That Scott has big wheels with skinny rims and skinny tires - I think it is the wrong bike for you.


----------



## BeginnerCycling (Nov 21, 2011)

Biggie said:


> Even without riding singletrack/trails I'd recommend a ~21"/XL mountain bike with scick or hybrid tires. I wouldn't use a hybrid bike! You're too big.
> 
> That Scott has big wheels with skinny rims and skinny tires - I think it is the wrong bike for you.


The OP said his inseam was 30-32, so I don't think a 21" frame would work -- probably 17-18" max for standover.

If the OP is mainly wanting to ride on the road, with some rock (assuming that means gravel) and dirt trails (assuming pretty tame, not bumpy singletrack), then I think the Scott Metrix with its 700x32 tires would be fine.

I also like the Dawes single-speed recommendation, if the OP wants to go single-speed.

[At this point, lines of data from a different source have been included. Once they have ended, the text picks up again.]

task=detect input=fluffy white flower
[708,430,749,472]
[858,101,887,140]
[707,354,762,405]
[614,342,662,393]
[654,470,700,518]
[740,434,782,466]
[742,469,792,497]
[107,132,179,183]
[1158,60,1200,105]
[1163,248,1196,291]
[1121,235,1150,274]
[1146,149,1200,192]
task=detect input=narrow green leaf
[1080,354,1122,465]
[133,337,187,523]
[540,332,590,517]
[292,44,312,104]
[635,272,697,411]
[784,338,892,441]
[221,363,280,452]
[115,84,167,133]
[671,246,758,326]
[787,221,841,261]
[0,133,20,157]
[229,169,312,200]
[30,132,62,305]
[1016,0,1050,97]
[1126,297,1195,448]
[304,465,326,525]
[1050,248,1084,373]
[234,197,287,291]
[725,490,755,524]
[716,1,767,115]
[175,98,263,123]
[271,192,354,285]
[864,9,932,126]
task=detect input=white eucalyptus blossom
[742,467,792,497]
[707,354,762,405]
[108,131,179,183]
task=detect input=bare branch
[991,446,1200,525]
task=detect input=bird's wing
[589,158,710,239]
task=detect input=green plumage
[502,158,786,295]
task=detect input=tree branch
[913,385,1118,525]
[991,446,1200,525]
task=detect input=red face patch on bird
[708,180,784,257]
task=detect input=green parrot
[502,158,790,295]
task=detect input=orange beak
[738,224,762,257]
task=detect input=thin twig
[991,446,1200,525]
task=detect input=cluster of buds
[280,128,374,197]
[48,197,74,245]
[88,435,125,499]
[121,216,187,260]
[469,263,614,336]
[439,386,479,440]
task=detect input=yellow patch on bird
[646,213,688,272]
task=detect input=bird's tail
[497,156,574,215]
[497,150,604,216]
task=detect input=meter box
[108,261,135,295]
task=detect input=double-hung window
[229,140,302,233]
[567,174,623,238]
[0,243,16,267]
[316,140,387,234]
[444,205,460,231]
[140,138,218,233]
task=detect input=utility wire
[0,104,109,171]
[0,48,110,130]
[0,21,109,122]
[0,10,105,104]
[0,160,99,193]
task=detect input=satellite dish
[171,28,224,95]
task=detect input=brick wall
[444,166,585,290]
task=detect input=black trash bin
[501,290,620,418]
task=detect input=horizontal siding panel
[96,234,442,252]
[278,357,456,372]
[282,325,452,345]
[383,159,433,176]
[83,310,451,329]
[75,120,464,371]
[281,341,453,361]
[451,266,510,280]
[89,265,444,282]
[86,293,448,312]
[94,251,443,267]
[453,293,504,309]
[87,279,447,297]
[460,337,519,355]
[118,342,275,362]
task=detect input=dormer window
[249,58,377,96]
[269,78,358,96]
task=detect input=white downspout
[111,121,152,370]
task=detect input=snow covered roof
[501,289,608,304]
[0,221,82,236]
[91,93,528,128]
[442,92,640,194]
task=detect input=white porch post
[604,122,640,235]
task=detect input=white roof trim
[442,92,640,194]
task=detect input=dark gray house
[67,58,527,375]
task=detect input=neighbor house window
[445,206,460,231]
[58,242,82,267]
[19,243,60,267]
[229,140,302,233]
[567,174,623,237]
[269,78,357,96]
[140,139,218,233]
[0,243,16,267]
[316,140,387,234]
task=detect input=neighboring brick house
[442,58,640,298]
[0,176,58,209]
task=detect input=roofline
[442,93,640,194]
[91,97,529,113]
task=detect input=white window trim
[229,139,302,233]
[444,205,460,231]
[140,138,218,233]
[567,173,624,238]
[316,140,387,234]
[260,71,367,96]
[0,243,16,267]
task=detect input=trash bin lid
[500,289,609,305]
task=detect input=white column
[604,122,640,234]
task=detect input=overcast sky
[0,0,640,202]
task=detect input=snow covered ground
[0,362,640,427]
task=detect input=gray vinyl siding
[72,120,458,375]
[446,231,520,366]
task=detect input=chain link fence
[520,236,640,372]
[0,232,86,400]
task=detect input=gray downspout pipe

The main thing is to get a bike that you like enough to get out and ride!


----------



## Dirtlawyer (Feb 5, 2012)

Anybody have any thoughts on the Trek Cobia for 6'1 250 pound rider? If not, what are some good alternatives for $1200 or less? Bike will be used primarily on singletrack. I've been riding for about 20 years, but I'm not as fast or skilled as I once was and only get off road once or twice a week.


----------



## BeginnerCycling (Nov 21, 2011)

Dirtlawyer said:


> Anybody have any thoughts on the Trek Cobia for 6'1 250 pound rider? If not, what are some good alternatives for $1200 or less? Bike will be used primarily on singletrack. I've been riding for about 20 years, but I'm not as fast or skilled as I once was and only get off road once or twice a week.


I think the Cobia is a solid choice. You might also check the Gravity 29er bikes at 29er Mountain Bikes | Full Suspension 29er | Hardtail 29er Mountain bikes | Titanium 29er Mountain Bikes | Singlespeed 29er Bikes. I have a Gravity 29point3 (specs between a Mamba and Cobia) and like it a lot. You might also look at the 29point4 (Recon fork) and 29point5 (Reba fork). Happy riding!


----------